Gagner la guerre est un excellent roman de fantasy, ce que j'ai lu de mieux dans le genre depuis longtemps. C'est malin, c'est bien écrit, ça se permet même un certain lyrisme bien vu, ça joue avec le genre comme un duelliste de qualité avec sa lame. La rouerie littéraire de l'auteur rejoint celle du narrateur, tout ça colle fort bien.
Jaworski a une impressionnante culture historique, les lecteurs de Te Deum pour un massacre le savent bien. Avec ce roman, il dépoussière les clichés, essaie de rendre vivant ce qui souvent n'est que convenu dans l'imaginaire renaissance de ses contemporains. On est sur les galères, on a peur avant les combats, et on se dit que les négociations entre sénateurs (pauses pipi comprises), devaient bien ressembler à ça que ce soit à Rome où à Venise : éloquence, sens de l'Etat, mots sincères, non dits et coups fourrés. Bref, de l'excellent travail et une lecture passionnante, le beau travail de l'auteur sur la langue permettant de porter ce thriller politique bien au-delà de la simple distraction.

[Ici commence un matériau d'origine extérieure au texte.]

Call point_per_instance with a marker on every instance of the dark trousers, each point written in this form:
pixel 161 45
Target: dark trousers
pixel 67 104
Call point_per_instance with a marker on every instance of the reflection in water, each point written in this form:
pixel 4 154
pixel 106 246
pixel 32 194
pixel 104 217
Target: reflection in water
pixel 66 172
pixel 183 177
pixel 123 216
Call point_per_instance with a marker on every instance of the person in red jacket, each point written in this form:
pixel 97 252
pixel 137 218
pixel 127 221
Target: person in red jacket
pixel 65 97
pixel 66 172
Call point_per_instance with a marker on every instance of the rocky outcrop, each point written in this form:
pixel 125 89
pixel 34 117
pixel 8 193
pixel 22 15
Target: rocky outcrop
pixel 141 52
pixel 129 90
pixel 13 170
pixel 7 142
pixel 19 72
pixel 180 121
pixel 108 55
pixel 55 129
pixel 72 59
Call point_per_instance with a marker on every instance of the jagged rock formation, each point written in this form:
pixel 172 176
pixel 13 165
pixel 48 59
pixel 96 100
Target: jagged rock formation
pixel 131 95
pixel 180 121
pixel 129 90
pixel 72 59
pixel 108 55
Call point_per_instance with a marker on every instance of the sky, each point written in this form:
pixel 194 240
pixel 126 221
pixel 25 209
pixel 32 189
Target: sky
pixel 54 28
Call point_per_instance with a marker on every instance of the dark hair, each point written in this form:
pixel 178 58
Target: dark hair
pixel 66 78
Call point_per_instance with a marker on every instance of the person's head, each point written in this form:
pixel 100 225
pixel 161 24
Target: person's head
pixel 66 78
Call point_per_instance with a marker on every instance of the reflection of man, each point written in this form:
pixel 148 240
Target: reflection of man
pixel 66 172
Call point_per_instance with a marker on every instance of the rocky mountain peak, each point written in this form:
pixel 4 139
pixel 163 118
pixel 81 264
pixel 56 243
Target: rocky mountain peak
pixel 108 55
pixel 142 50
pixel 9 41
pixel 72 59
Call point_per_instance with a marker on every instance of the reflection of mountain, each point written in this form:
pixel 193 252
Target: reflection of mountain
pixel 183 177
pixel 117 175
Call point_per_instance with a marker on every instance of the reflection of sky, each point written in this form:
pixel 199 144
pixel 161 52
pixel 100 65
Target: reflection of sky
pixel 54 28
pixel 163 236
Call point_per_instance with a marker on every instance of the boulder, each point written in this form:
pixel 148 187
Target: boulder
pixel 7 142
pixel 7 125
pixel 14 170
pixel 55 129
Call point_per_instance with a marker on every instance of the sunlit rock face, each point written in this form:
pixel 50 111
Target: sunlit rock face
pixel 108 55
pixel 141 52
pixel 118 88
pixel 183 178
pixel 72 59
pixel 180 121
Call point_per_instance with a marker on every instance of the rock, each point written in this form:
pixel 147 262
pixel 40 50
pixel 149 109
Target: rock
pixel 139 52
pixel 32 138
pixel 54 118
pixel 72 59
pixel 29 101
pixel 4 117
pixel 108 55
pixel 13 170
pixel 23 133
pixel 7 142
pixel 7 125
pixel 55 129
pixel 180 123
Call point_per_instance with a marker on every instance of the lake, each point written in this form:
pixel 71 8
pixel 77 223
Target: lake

J'aimerais maintenant regarder le roman sous un certain angle, et en souligner des qualités et quelques limitations.
Mes lecteurs savent sans doute que je suis amateur de jeux de rôle, catégorie « sur table » et que la relation entre cette activité et l'écriture m'intéresse. La pratique des jeux de rôle donne envie de raconter des histoires, de créer des univers, de jouer avec les clichés. Parfois pour le meilleur (les deux auteurs de Yama Loka terminus sont de vrais joueurs) et parfois pour le pire (ce billet a suscité des conversations intéressantes).
Le cas de Gagner la guerre est intéressant. C'est un roman de rôliste, et ça se voit. Jaworski veut faire voir, et faire sentir, et faire vivre son univers imaginaire, et j'ai senti dans sa manière tout une expérience de maître de jeu. L'univers de Gagner la guerre est son monde, son bac à sable qu'il a su transcender pour en faire un beau cadre littéraire.
J'aimerais toutefois signaler des limitations liées, je pense, à cette origine : mis à part le très amusant narrateur, les personnages semblent être les marionnettes d'une pièce de théâtre cynique et grinçante. Jamais ils ne changent, ni n'évoluent. Certains sont des PNJs préférés, je pense à main d'Argent, ou bien au capitaine Melanchter. D'autres sont des stormtroopers destinés à crever pour faire progresser l'affaire (Welf ?, tu m'entends ?). Quant à Leonide Ducatore, c'est une sorte de pendant machiavélien de la Mary-Sue : rusé, super-rusé, super-duper-rusé, trop fort pour toi, et pour moi.
Je regrette enfin la toute fin du roman, assez conventionnelle à sa manière: scène d'action finale, grosse baston, effets pyrotechniques et twist "mais en fait c'était toi". J'espérais que le journal de Benvenuto serait mieux tenu et lui permettrait une sortie littérairement plus élégante. Mais rien de tout cela n'est venu gâcher le plaisir de lecture.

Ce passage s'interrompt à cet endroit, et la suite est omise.